Blazing new trails
John Lloyd, director of Virgin Atlantic Cargo, admits the carrier is unlikely to ever be a cargo giant. Despite difficult conditions, this past year marked the carrier’s best financial performance in its 28-year history. Air Cargo World talked with him about the carrier’s future developments and the industry’s standing with the public.
How healthy is the peak season looking?
The whole year has been pretty tough, but things are picking up. The peak season will be marginally better than last year, but then, it is easy saying that since last year was so bad for the industry. The difficulty is predicting targets for the next two or three years when no one can predict the next six months.
What projects are you working on?
We are currently getting our e-commerce strategy up to speed. We are switching to online booking in the next couple of months that will allow interfacing with revenue management systems in real time. We are able to do that because we already put a lot of work into launching our modified Mercator system — Voyager. This will really help us to jump ahead. Pushing e-freight will be close behind that.
The way things are with the economy means we are working with restricted resources, but fortunately [the budget] has been allocated already. So we are just getting our heads down and finishing what we have started before starting something new.
Aside from the sluggish global economy, what is your biggest challenge?
High fuel prices really are not helping anyone. Fuel costs are 47 percent of our turnover. What really annoys me, though, is the attitude in the UK to business, especially aviation. It is like no one wants the economy to improve. Things like new airports just take forever to develop here, whereas other countries just get on with it. Security regulations are a problem, too. I know of some cargo being trucked to the continent and then flown onward from there because it is easier than clearing it in the UK.
How would you describe the air cargo industry to someone outside it?
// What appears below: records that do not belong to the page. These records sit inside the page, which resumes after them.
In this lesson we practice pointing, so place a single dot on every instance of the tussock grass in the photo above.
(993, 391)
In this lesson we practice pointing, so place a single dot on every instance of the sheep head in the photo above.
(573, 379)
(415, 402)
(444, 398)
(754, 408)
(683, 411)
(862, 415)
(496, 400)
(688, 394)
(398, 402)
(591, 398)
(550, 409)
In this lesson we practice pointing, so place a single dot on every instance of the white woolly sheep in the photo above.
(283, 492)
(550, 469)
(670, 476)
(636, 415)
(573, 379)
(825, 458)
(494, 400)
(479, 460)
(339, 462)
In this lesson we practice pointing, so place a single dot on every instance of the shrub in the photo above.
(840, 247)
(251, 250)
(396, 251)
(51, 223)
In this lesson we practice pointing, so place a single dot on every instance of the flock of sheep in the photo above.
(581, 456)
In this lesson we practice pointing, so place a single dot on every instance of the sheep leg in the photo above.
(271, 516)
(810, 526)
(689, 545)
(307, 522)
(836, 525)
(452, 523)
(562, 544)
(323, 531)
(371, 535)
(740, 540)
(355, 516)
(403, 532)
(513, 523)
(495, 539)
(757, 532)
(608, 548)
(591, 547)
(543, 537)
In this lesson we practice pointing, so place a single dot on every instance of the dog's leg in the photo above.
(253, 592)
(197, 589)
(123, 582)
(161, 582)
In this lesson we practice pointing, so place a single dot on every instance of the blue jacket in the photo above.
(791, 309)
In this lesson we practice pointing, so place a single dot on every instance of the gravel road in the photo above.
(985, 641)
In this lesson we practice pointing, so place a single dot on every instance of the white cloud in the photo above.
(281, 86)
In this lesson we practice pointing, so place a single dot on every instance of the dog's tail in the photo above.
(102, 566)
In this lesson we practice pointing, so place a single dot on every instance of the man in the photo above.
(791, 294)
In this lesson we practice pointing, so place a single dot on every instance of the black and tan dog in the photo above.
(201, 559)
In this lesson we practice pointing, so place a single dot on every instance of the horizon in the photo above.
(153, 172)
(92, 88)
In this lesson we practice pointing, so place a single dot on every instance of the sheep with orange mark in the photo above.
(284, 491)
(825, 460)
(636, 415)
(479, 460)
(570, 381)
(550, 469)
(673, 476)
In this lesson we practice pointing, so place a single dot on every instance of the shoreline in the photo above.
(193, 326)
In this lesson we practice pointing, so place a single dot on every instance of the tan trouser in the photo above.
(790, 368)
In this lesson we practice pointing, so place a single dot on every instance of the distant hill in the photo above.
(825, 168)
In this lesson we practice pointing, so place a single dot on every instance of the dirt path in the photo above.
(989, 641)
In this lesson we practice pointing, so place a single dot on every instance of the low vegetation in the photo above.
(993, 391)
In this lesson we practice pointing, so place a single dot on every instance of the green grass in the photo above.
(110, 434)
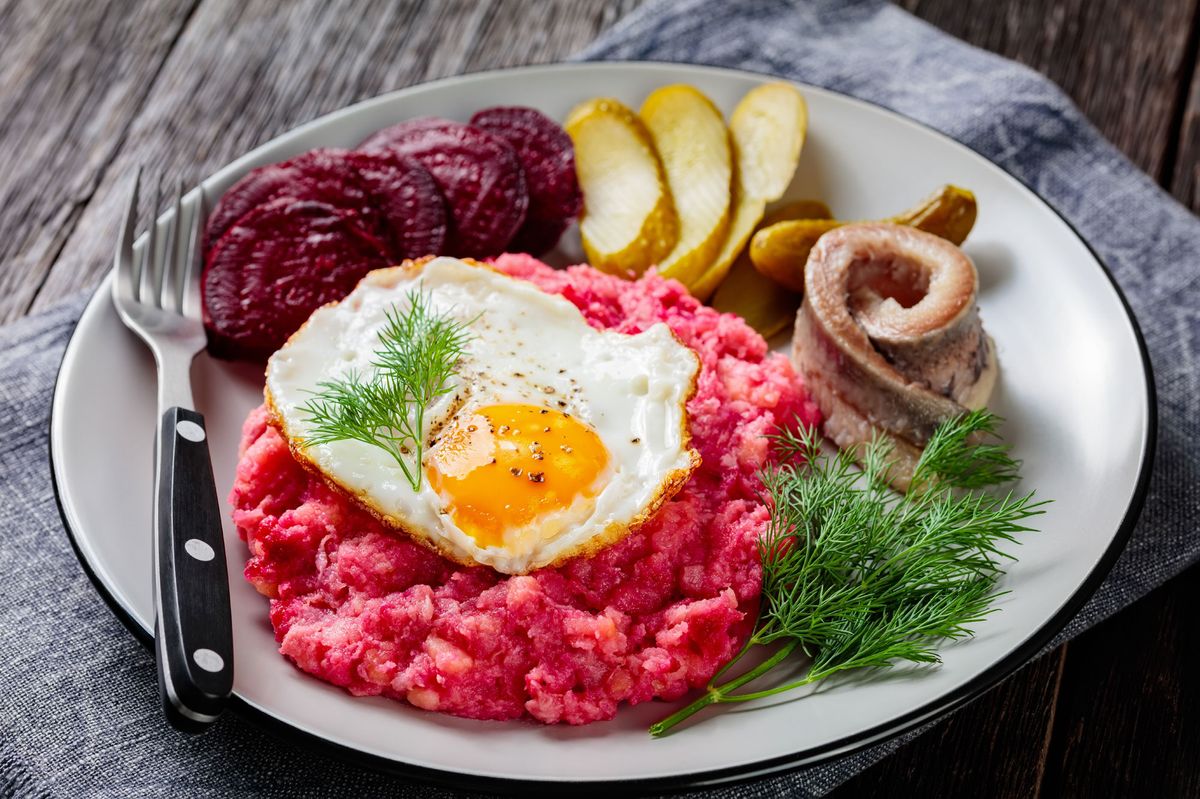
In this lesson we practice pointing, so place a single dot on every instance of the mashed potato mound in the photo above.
(653, 616)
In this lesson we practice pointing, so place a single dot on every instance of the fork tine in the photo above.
(151, 265)
(124, 287)
(173, 260)
(191, 277)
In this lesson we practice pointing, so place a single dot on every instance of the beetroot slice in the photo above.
(408, 197)
(537, 236)
(324, 175)
(546, 155)
(258, 186)
(275, 266)
(479, 175)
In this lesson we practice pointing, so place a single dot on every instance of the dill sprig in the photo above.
(417, 356)
(856, 576)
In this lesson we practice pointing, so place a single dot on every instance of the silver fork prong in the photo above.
(126, 275)
(195, 264)
(151, 264)
(173, 259)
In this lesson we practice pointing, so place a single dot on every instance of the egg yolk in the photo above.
(503, 467)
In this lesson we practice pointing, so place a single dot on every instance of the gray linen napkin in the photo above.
(78, 707)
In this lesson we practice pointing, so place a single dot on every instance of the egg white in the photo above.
(525, 347)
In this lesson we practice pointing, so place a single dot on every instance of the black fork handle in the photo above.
(193, 632)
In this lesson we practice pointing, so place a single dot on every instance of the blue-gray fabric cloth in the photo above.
(78, 706)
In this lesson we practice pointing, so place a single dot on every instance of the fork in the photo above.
(157, 296)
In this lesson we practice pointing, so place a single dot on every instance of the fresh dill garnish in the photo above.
(418, 353)
(856, 576)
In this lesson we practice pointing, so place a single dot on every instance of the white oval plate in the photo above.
(1075, 389)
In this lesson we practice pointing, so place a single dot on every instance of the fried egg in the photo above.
(555, 439)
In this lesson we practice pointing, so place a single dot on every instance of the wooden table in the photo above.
(90, 89)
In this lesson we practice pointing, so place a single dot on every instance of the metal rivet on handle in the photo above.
(208, 660)
(199, 550)
(191, 431)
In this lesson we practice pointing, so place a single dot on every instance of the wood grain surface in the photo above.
(88, 90)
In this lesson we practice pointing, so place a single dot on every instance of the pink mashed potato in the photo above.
(653, 616)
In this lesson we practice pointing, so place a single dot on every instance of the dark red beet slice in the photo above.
(324, 175)
(546, 155)
(275, 266)
(409, 199)
(479, 175)
(258, 186)
(537, 236)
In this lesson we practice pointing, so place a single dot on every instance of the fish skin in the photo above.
(877, 367)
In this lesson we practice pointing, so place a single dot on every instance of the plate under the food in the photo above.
(1074, 386)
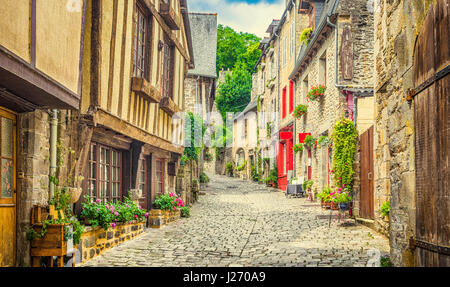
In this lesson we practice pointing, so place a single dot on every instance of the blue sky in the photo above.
(252, 16)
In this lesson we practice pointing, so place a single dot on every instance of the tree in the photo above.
(238, 52)
(234, 48)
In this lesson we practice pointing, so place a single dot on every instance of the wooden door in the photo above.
(432, 123)
(367, 169)
(7, 188)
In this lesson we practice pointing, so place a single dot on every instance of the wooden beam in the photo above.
(103, 118)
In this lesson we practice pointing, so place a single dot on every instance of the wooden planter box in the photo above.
(157, 218)
(52, 244)
(168, 14)
(168, 105)
(143, 87)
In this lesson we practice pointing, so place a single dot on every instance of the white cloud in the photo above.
(242, 17)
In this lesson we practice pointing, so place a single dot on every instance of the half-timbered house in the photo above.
(40, 69)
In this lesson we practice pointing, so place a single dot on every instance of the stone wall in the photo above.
(96, 241)
(33, 167)
(397, 24)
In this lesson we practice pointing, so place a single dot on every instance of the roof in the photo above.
(184, 13)
(204, 39)
(251, 106)
(329, 9)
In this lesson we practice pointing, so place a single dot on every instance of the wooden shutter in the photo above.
(432, 124)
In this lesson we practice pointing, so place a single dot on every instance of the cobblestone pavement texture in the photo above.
(239, 223)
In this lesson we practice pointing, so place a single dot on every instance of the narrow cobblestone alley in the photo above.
(239, 223)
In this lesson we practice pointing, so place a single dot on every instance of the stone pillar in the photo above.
(33, 168)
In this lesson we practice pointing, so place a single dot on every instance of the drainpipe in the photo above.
(278, 95)
(53, 150)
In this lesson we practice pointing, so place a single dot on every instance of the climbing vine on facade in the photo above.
(344, 146)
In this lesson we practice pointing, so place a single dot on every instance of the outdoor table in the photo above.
(294, 189)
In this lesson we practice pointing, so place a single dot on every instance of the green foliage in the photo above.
(242, 166)
(208, 157)
(385, 261)
(236, 49)
(344, 145)
(204, 178)
(230, 168)
(324, 195)
(109, 214)
(385, 208)
(307, 184)
(324, 141)
(300, 110)
(255, 174)
(304, 36)
(196, 126)
(63, 207)
(316, 92)
(298, 148)
(238, 52)
(273, 176)
(310, 141)
(186, 211)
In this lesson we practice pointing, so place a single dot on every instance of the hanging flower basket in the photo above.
(316, 92)
(300, 110)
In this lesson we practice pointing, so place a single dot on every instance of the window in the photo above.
(323, 69)
(168, 66)
(142, 182)
(291, 96)
(142, 44)
(105, 173)
(159, 177)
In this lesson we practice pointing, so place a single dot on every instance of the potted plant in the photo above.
(300, 110)
(343, 198)
(230, 169)
(307, 188)
(297, 148)
(325, 197)
(316, 92)
(310, 141)
(385, 210)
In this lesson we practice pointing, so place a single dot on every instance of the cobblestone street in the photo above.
(239, 223)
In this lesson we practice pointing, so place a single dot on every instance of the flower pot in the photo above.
(75, 194)
(343, 206)
(334, 206)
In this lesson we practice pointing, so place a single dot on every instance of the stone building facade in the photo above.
(200, 93)
(398, 26)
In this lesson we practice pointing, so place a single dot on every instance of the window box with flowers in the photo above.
(316, 92)
(298, 148)
(310, 142)
(300, 110)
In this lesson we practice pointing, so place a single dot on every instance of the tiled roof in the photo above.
(204, 39)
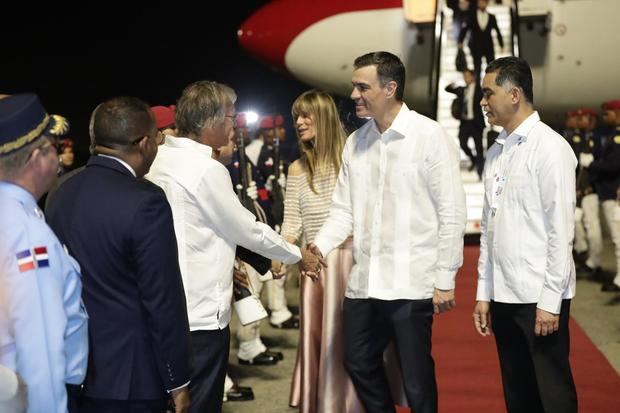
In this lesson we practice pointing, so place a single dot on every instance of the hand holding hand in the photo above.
(240, 279)
(586, 159)
(443, 300)
(546, 323)
(312, 262)
(252, 191)
(278, 269)
(482, 318)
(269, 183)
(181, 400)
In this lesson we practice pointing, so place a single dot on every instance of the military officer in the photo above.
(43, 336)
(606, 176)
(587, 198)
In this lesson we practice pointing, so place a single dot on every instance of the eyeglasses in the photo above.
(159, 138)
(233, 118)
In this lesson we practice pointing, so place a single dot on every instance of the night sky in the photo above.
(75, 57)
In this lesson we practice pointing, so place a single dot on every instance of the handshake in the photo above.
(312, 262)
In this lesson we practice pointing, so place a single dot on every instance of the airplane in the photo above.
(572, 57)
(569, 44)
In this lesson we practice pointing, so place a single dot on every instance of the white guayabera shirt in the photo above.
(400, 194)
(527, 223)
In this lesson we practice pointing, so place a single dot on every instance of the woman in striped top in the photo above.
(320, 382)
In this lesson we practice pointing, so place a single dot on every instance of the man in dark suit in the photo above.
(479, 25)
(119, 227)
(472, 120)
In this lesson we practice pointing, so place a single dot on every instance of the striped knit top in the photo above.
(304, 210)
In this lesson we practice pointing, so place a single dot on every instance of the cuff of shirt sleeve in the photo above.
(444, 280)
(178, 388)
(11, 383)
(483, 291)
(550, 301)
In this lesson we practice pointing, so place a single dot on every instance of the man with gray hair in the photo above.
(210, 222)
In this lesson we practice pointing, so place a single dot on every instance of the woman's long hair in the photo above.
(325, 150)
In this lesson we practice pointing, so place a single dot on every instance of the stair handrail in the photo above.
(436, 58)
(515, 39)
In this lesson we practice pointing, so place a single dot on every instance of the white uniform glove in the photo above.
(252, 191)
(268, 184)
(586, 159)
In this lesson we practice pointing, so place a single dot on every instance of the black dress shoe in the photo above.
(239, 394)
(291, 323)
(263, 359)
(277, 354)
(610, 288)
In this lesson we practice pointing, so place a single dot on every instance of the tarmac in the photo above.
(598, 314)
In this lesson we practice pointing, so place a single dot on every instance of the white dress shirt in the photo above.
(469, 100)
(527, 224)
(209, 222)
(400, 195)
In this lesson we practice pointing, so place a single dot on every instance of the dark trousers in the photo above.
(536, 373)
(369, 325)
(91, 405)
(467, 129)
(210, 360)
(74, 396)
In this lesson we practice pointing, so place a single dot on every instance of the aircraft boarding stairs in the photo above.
(474, 190)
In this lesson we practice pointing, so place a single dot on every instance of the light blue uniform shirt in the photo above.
(44, 328)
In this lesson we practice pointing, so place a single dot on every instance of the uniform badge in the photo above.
(29, 260)
(41, 257)
(25, 261)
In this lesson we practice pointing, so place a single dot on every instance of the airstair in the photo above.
(474, 190)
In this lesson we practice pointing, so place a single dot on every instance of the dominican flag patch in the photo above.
(29, 260)
(40, 256)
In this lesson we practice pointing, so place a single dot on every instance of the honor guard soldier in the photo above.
(606, 176)
(43, 337)
(587, 198)
(264, 152)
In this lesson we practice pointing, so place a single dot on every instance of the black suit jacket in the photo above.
(460, 92)
(480, 41)
(120, 230)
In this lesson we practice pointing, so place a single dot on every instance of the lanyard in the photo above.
(501, 174)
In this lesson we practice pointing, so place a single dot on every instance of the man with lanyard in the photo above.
(526, 274)
(43, 328)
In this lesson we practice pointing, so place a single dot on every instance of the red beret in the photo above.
(611, 105)
(586, 111)
(267, 122)
(241, 121)
(164, 116)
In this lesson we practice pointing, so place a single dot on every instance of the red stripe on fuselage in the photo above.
(268, 32)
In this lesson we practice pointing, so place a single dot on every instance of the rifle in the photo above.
(242, 187)
(277, 192)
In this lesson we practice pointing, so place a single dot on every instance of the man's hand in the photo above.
(312, 262)
(443, 300)
(278, 269)
(252, 191)
(546, 323)
(482, 318)
(240, 279)
(180, 397)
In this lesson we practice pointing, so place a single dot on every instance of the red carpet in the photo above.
(468, 368)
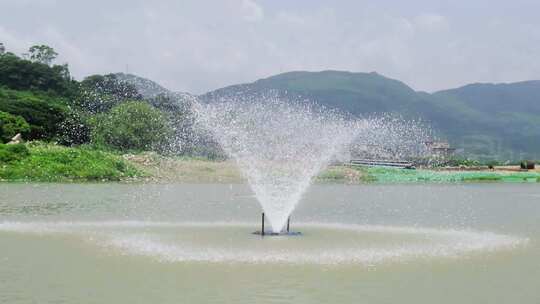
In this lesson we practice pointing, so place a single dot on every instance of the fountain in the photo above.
(280, 144)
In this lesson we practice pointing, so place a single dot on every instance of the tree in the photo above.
(132, 125)
(42, 54)
(10, 125)
(44, 114)
(99, 93)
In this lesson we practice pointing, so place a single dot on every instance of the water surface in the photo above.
(118, 243)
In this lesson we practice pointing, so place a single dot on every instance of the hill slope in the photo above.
(485, 120)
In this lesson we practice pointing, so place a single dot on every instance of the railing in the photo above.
(382, 163)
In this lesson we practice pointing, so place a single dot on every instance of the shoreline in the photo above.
(56, 164)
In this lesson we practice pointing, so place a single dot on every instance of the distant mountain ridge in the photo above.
(483, 120)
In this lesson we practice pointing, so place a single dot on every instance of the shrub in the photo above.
(51, 163)
(132, 125)
(44, 114)
(10, 125)
(11, 153)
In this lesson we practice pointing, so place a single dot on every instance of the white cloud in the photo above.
(203, 45)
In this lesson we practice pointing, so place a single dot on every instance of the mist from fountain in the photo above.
(280, 144)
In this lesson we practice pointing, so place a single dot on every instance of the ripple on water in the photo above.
(231, 242)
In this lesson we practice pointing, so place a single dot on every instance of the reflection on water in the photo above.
(193, 244)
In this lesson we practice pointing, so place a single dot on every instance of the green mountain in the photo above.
(483, 120)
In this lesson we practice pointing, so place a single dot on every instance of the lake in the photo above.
(193, 243)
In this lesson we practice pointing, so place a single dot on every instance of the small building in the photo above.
(440, 149)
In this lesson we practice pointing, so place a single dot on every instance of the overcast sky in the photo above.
(201, 45)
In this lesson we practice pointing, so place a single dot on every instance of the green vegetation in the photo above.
(132, 126)
(391, 175)
(10, 125)
(44, 114)
(488, 121)
(82, 127)
(52, 163)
It is interesting and exciting, and the public needs to understand that and how much their lives would change without it. Half the shelves in supermarkets would be empty. People have forgotten how lucky they are to be able to walk into a shop and be able to buy food all year round, no matter the season. We need to raise that awareness, and if we did, I think we would have more weight behind changing governmental policy decisions.
How did you come to work in cargo?
I started work in a bank, but that was really dull. I looked around for jobs near Gatwick and joined Gatwick Handling in 1986. Virgin was just starting up, so I joined in 1987, and I just worked my way up from being a ramp officer. We have a good selection of people here that have done the same. A lot of aviation and cargo companies go for external recruitment, people from outside the industry. That is important, but you need a blend of both types.
What is different about how Virgin executives compare with other airlines?
One of the things that sets us apart is the influence from Richard [Branson, president of Virgin Atlantic]. His whole attitude has been, “Why can’t you do it? Why can’t you improve things?” That attitude is spread all the way through the company. While he is still not as involved as he was, directors still try to think what Richard would do. Mind you, that has definitely changed since I started. As the company has matured, we have tried to keep the challenging culture, but we have also become more disciplined and balanced.
What is your personal leadership style?
One of the things that is really important to me is loyalty from my staff. We are very much a team, and we talk about things a lot. There are some very talented people here, and it is important to get their input and their buy in. Of course, the decision is ultimately mine, but I am not a dictator.